You have advocated that proceeds from the gas field should be used for infrastructure in Israel, rather than foreign investments.
Yes, that’s correct. I think that the private sector should deal with foreign investment, and the government should deal with investing in infrastructure within the country. We should take all the proceeds and invest them in infrastructure within Israel.
The Israeli and Palestinian economies are highly intertwined. How will Israel’s economic recovery affect the Palestinians?

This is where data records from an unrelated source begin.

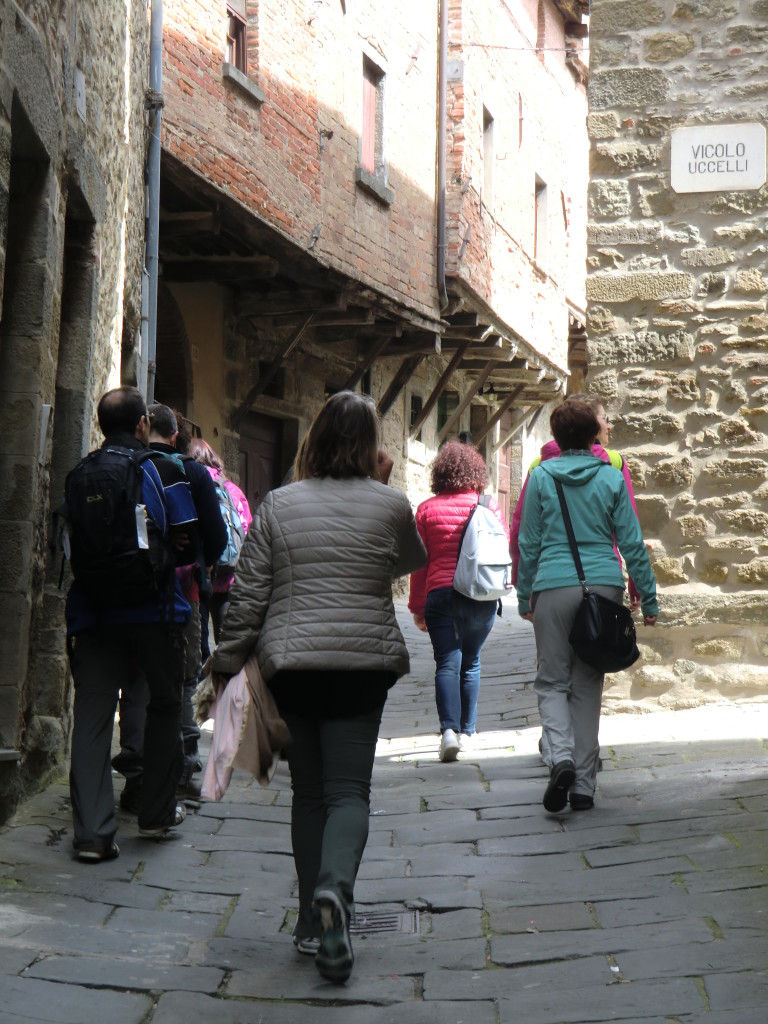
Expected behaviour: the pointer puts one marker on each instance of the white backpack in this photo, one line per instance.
(483, 570)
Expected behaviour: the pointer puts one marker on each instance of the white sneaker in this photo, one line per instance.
(449, 745)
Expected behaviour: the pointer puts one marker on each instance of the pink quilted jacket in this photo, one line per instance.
(439, 521)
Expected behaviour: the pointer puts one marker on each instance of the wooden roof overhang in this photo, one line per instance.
(205, 236)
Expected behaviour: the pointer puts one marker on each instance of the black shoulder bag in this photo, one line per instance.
(603, 632)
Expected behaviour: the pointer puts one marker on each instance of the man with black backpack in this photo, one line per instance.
(210, 540)
(125, 616)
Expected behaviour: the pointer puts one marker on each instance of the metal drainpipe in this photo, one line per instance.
(441, 114)
(155, 103)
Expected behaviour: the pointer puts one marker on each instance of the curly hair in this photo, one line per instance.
(459, 467)
(573, 426)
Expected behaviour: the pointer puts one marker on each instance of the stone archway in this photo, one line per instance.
(173, 378)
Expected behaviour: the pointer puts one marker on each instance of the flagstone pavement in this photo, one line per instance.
(474, 905)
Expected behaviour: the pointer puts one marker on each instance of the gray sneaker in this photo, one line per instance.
(449, 745)
(335, 957)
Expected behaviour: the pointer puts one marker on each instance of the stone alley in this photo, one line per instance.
(473, 904)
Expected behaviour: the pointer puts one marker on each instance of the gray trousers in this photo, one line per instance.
(569, 692)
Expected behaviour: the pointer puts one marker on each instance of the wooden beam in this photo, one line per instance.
(454, 418)
(265, 380)
(402, 376)
(181, 225)
(509, 400)
(371, 356)
(438, 389)
(273, 303)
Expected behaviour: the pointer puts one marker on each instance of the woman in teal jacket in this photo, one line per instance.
(569, 691)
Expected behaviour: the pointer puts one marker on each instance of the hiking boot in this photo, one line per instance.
(129, 798)
(561, 779)
(188, 792)
(160, 832)
(449, 745)
(308, 945)
(90, 854)
(335, 957)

Many Palestinians come to work in Israel - they come in the morning and return in the evening. That means we not only affect but we infect each other. If there is a burst of the pandemic in the Palestinian territories, it immediately affects the Israelis, and vice versa. Epidemiological, we cannot separate what's going on there from what's going on here. We cannot block the territories because many Palestinians depend on work in Israel. This is why we are now beginning to vaccinate Palestinian workers who come to Israel. This is very rare for vaccine doses to be shared like this - I'm not sure that in normal times we would be so quick to vaccinate our Palestinian neighbours, but now we are doing this.
So you’ve already started vaccinating commuters from Palestinian territories?
Yes, previously we supplied masks, disinfectant and other medical goods to Palestinian hospitals. But now we are also providing for the workers who come to Israel.